Enron was an American energy company based in Houston, Texas, whose downfall led to the largest bankruptcy filing in U.S. history at the time. The company was formed by Kenneth Lay in 1985 as a result of a merger of Houston Natural Gas and InterNorth.

Several years after the merger, Enron's executives, led by Jeffrey Skilling, then president of the company, utilized dubious accounting methods as well as misleading financial statements to hide billions of dollars in debt generated by a series of failed deals and other transactions. The executives also misled Enron's board of directors and auditors and apparently pressured the accounting firm Arthur Anderson to hide its liabilities and inflate its assets.

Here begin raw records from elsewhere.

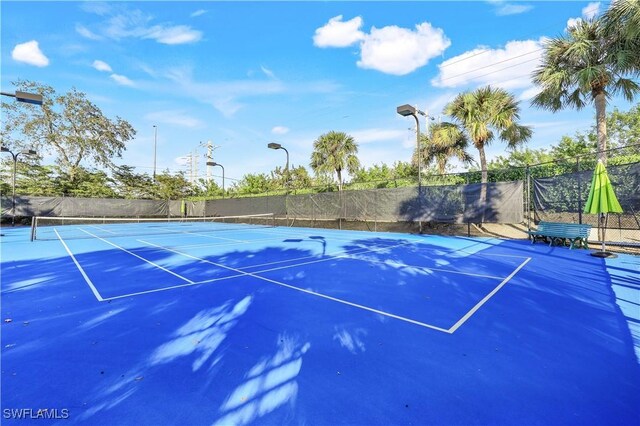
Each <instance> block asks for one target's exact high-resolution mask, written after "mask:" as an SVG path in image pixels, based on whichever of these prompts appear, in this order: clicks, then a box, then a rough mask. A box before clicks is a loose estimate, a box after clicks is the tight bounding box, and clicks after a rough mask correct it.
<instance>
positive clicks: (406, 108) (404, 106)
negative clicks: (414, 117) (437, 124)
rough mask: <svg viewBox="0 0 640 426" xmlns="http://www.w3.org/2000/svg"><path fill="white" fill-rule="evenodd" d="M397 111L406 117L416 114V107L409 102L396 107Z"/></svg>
mask: <svg viewBox="0 0 640 426" xmlns="http://www.w3.org/2000/svg"><path fill="white" fill-rule="evenodd" d="M396 111H397V112H398V114H400V115H402V116H404V117H406V116H409V115H416V109H415V108H414V107H412V106H411V105H409V104H405V105H400V106H399V107H398V108H396Z"/></svg>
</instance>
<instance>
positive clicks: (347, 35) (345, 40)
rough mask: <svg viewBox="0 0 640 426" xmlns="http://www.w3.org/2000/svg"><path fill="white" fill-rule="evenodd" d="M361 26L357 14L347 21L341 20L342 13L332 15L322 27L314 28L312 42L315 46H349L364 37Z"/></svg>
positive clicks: (359, 40) (358, 40) (345, 46)
mask: <svg viewBox="0 0 640 426" xmlns="http://www.w3.org/2000/svg"><path fill="white" fill-rule="evenodd" d="M361 26H362V18H361V17H359V16H356V17H355V18H353V19H351V20H349V21H343V20H342V15H338V16H334V17H333V18H331V19H329V22H327V23H326V24H325V25H324V26H323V27H320V28H318V29H316V32H315V34H314V36H313V44H314V45H315V46H317V47H347V46H351V45H352V44H354V43H356V42H358V41H360V40H362V39H363V38H364V33H363V32H362V31H360V27H361Z"/></svg>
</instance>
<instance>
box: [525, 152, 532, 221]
mask: <svg viewBox="0 0 640 426" xmlns="http://www.w3.org/2000/svg"><path fill="white" fill-rule="evenodd" d="M525 173H526V182H527V188H526V191H525V194H526V195H525V196H526V200H527V210H526V211H527V231H531V170H530V168H529V165H528V164H527V169H526V172H525Z"/></svg>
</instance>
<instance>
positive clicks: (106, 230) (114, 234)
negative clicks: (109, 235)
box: [79, 225, 121, 235]
mask: <svg viewBox="0 0 640 426" xmlns="http://www.w3.org/2000/svg"><path fill="white" fill-rule="evenodd" d="M87 226H88V227H89V228H96V229H99V230H101V231H104V232H108V233H110V234H113V235H121V234H118V233H117V232H113V231H109V230H108V229H104V228H101V227H100V226H98V225H87ZM79 229H81V230H82V228H79Z"/></svg>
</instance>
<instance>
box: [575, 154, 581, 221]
mask: <svg viewBox="0 0 640 426" xmlns="http://www.w3.org/2000/svg"><path fill="white" fill-rule="evenodd" d="M576 169H577V171H578V223H579V224H582V178H581V177H580V156H578V157H577V158H576Z"/></svg>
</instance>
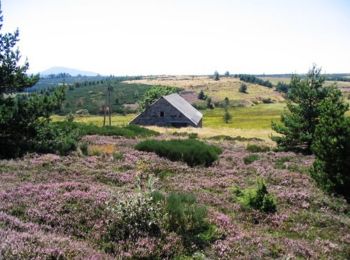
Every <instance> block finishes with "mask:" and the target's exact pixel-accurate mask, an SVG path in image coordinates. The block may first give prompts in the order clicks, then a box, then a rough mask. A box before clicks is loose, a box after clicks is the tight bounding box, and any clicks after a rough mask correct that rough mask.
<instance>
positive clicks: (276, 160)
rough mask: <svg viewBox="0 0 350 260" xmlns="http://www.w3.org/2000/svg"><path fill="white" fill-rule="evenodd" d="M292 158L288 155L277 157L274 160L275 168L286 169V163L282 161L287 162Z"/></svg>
mask: <svg viewBox="0 0 350 260" xmlns="http://www.w3.org/2000/svg"><path fill="white" fill-rule="evenodd" d="M291 159H292V158H291V157H290V156H286V157H281V158H278V159H277V160H276V162H275V165H274V168H275V169H286V168H287V167H286V165H285V164H284V163H286V162H289V161H290V160H291Z"/></svg>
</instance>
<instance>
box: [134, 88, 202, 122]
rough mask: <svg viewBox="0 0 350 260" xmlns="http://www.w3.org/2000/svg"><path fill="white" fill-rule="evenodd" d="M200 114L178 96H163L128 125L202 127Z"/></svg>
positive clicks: (189, 104) (190, 104) (201, 118)
mask: <svg viewBox="0 0 350 260" xmlns="http://www.w3.org/2000/svg"><path fill="white" fill-rule="evenodd" d="M202 117H203V115H202V113H201V112H199V111H198V110H197V109H195V108H194V107H193V106H192V105H191V104H190V103H188V102H187V101H186V100H185V99H183V98H182V97H181V96H179V95H178V94H176V93H175V94H170V95H167V96H163V97H161V98H160V99H158V100H157V101H155V102H154V103H153V104H152V105H150V106H149V107H148V108H147V109H146V110H145V111H144V112H142V113H141V114H139V115H138V116H137V117H136V118H134V120H132V121H131V122H130V124H136V125H156V126H172V127H187V126H192V127H202Z"/></svg>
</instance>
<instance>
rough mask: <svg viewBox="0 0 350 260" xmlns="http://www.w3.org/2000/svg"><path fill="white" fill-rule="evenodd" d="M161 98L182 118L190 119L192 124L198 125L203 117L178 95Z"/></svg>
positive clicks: (199, 113)
mask: <svg viewBox="0 0 350 260" xmlns="http://www.w3.org/2000/svg"><path fill="white" fill-rule="evenodd" d="M163 98H164V99H165V100H166V101H168V102H169V103H170V104H171V105H172V106H173V107H175V108H176V109H177V110H179V111H180V112H181V113H182V114H183V115H184V116H186V117H187V118H188V119H190V120H191V121H192V122H193V123H194V124H196V125H197V124H198V123H199V121H200V120H201V119H202V117H203V115H202V113H201V112H199V111H198V110H197V109H195V108H194V107H193V106H192V105H191V104H190V103H188V102H187V101H186V100H185V99H184V98H182V97H181V96H180V95H179V94H177V93H174V94H170V95H167V96H163Z"/></svg>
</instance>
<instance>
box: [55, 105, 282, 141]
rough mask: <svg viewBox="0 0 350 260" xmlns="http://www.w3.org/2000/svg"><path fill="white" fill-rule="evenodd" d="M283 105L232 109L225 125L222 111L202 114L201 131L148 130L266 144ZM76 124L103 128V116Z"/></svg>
mask: <svg viewBox="0 0 350 260" xmlns="http://www.w3.org/2000/svg"><path fill="white" fill-rule="evenodd" d="M284 106H285V104H284V103H275V104H259V105H256V106H253V107H240V108H231V109H230V110H229V111H230V113H231V115H232V117H233V119H232V122H230V123H228V124H225V123H224V121H223V113H224V111H223V109H220V108H216V109H213V110H204V111H202V113H203V115H204V117H203V127H202V128H192V127H187V128H164V127H153V126H152V127H148V128H150V129H153V130H156V131H158V132H160V133H169V134H171V133H174V132H187V133H197V134H198V135H199V136H200V137H211V136H215V135H228V136H232V137H235V136H242V137H247V138H253V137H257V138H261V139H264V140H266V141H269V140H270V138H269V136H270V135H271V134H272V133H273V131H272V130H271V121H278V120H279V118H280V114H281V112H282V111H283V109H284ZM135 116H136V114H128V115H126V116H123V115H113V116H112V125H115V126H121V125H127V124H128V123H129V122H130V121H131V120H132V119H133V118H134V117H135ZM64 119H65V117H64V116H57V115H55V116H52V120H53V121H62V120H64ZM75 121H76V122H82V123H91V124H95V125H98V126H102V123H103V116H79V117H76V118H75Z"/></svg>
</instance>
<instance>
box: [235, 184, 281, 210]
mask: <svg viewBox="0 0 350 260" xmlns="http://www.w3.org/2000/svg"><path fill="white" fill-rule="evenodd" d="M234 193H235V195H236V197H237V200H238V201H239V202H240V203H241V204H242V205H243V206H245V207H248V208H253V209H257V210H260V211H262V212H265V213H274V212H276V210H277V207H276V201H275V199H274V197H273V196H272V195H271V194H269V193H268V191H267V188H266V185H265V183H264V182H263V181H261V180H259V181H258V183H257V187H256V188H253V189H246V190H243V191H241V190H239V189H235V190H234Z"/></svg>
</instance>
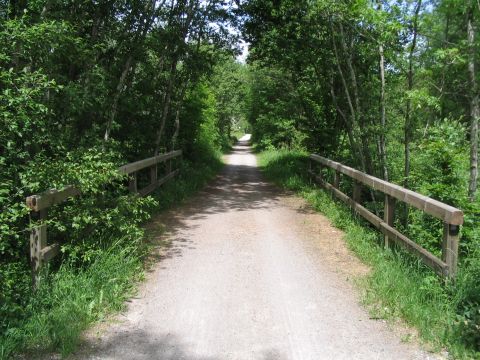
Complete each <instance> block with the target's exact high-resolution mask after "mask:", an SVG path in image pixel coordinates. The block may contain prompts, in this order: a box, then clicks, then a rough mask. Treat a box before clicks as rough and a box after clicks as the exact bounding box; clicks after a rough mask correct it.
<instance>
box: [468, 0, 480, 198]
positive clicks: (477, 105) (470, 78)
mask: <svg viewBox="0 0 480 360" xmlns="http://www.w3.org/2000/svg"><path fill="white" fill-rule="evenodd" d="M473 14H474V3H473V0H470V1H469V7H468V12H467V39H468V76H469V80H470V179H469V182H468V198H469V199H470V201H472V202H473V201H475V196H476V192H477V180H478V120H479V118H480V105H479V96H478V84H477V79H476V72H475V53H476V47H475V26H474V18H473Z"/></svg>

Enron stock rose as high as US$90 in mid-2000 before plummeting to less than $1 per share by the end of November 2001 and its filing for bankruptcy on December 2, 2001. By that time, the U.S. Securities and Exchange Commission had opened an investigation into fraud allegations.

Prior to its filing bankruptcy, Enron executives attempted to sell the company to Dynegy, another Houston-based energy company that operated power plants and was a major player in natural gas and coal, but the deal fell through on November 28, 2001, and Enron filed for Chapter 11 bankruptcy protection four days later.

The Christian Science Monitor reported on September 8, 2009, that in the four-year period prior to the bankruptcy filing, Enron shareholders lost an estimated $74 billion. Bankruptcy documents indicated that Enron had debt and outstanding loans of around $23 billion. Soon after the bankruptcy was announced, 20,000 Enron employees filed a class action suit alleging securities fraud for $2 billion lost in pensions. The suit was settled in May 2004 for $85 million, later increased to $89 million. The employees' average settlement recovery was $3,100, according to a May 14, 2005, article in the Times of London. Investors were able to recover an additional $4.2 billion from a number of banks the following year.

A shareholders' class action suit against Enron, its individual officers and directors, Arthur Anderson and its partners and employees, and Enron's former law firm, Vinson & Elkins, was settled in September 2008 for $7.2 billion. The funds were distributed among the lead plaintiff, the University of California, about 1.5 million individuals and organizations, and the University of California's own law firm, which was paid $688 million in attorney fees. The settlement was the largest of any U.S. securities fraud case in history.